The core challenge in outdoor access is that it's not accidental. Endurance sports are filled with invisible prerequisites—from gear knowledge to safety confidence. Simply providing a discount code doesn't solve this; access is an ecosystem, not a transaction.
As a software engineer, I sought to answer: How do you build software that is relational, intentional, and designed to support true belonging?

This became the blueprint for Tierra Libre Run, an approach applicable to any community-centered outdoor space.
Principle 1: Access is a Guided Workflow
Access is the whole journey, not a single feature like a free race entry. Designing for belonging means creating a platform that functions less like a transactional "benefits portal" and more like a guided, relational workflow.
This workflow recognizes where the athlete is and provides support appropriate for that stage. We structured the platform around three core, interconnected modules that must work together: a Funding Module for financial support, a Mentorship Module for guidance, and a Community Events Module for sustained, local engagement.

The product’s value is in the connection between these parts.
Principle 2: Relationship Data Is Primary
Our core architectural decision was to treat the participant not as an "athlete" with attributes, but as a "narrative." The application forms are designed to collect stories—the athlete’s journey, their barriers, and their specific needs.
This is more than optics; it’s architecture. By treating people as stories, the platform becomes a site of recognition rather than a tool for data extraction. While we use structured data for analytics, the system is designed to intentionally slow down to protect and prioritize the human meaning in the narrative.
Principle 3: Optimize for Maintainability
An access ecosystem scales like a forest, not like a server. It requires tending to relationships and creating the right conditions, which is why optimizing for infinite, viral scale is a trap.
Our technical stack (Next.js, PlanetScale, TypeScript) prioritizes legibility and modularity. This focus on maintainability ensures that the platform can evolve as the community does, and eventually, it could be a system the community itself is equipped to sustain.
Principle 4: Transparency by Design
Outdoor access work requires shared accountability among all partners—organizers, brands, volunteers, and athletes. If the system cannot clearly explain where support goes, trust breaks down.
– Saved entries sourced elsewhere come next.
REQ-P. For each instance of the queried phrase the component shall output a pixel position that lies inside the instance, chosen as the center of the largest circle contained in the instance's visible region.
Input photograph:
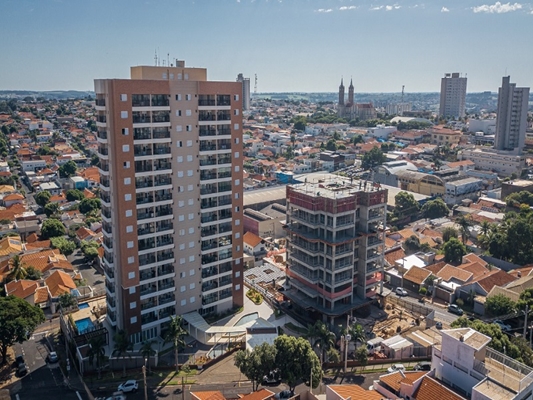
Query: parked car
(284, 394)
(396, 367)
(503, 326)
(52, 357)
(128, 386)
(455, 309)
(423, 366)
(22, 370)
(401, 292)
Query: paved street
(43, 381)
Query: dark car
(21, 370)
(423, 366)
(455, 309)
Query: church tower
(341, 93)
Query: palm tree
(175, 334)
(96, 352)
(18, 270)
(122, 346)
(358, 333)
(324, 338)
(147, 351)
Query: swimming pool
(84, 325)
(247, 318)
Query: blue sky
(292, 45)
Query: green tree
(67, 300)
(68, 169)
(17, 269)
(64, 245)
(175, 334)
(89, 249)
(296, 360)
(499, 305)
(405, 204)
(454, 251)
(42, 198)
(122, 346)
(74, 194)
(435, 209)
(51, 209)
(52, 228)
(373, 158)
(448, 233)
(257, 363)
(88, 206)
(18, 321)
(96, 353)
(148, 351)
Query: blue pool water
(84, 325)
(247, 318)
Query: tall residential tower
(452, 95)
(170, 148)
(511, 120)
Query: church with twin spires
(352, 110)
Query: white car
(396, 368)
(503, 326)
(401, 292)
(128, 386)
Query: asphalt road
(43, 381)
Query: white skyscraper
(511, 121)
(452, 95)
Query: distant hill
(51, 94)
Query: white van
(374, 345)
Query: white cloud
(497, 8)
(386, 8)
Therefore, reporting is part of the product, not an afterthought. We built internal views and dashboards that automatically track funding outcomes, summarize reach, and map mentorship networks. When partners and athletes have this transparency, they invest more deeply and feel part of a larger, shared mission.
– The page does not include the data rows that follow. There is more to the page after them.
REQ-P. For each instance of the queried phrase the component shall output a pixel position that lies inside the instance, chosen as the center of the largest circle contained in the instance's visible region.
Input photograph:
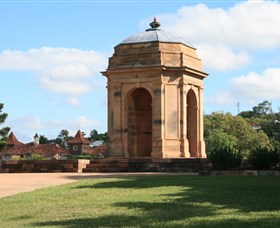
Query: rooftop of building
(154, 34)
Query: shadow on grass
(243, 193)
(131, 221)
(199, 200)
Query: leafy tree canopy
(4, 130)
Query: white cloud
(26, 127)
(60, 70)
(28, 123)
(221, 57)
(224, 36)
(73, 101)
(259, 86)
(221, 97)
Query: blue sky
(52, 52)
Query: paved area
(14, 183)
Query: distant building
(18, 150)
(79, 144)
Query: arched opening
(139, 123)
(192, 126)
Principle 5: Design for Circulation, Not Just Entry
Once a participant runs their first race, their identity changes. They are a "trail runner." The platform’s job is not just to support entry, but to support circulation—the journey from participant to leader.
The system is designed to support the full circle: moving people from receiving funding and mentorship to racing, mentoring others, and eventually leading community building efforts. This is how access becomes genuine transformation.
Software as Cultural Infrastructure

This blueprint is about designing around the journey into belonging. It forces us to name the hidden prerequisites, protect the slow and personal moments, and enable participants to return as leaders.
We are building tools not simply to get people outside, but to fundamentally reshape who the outdoors is for.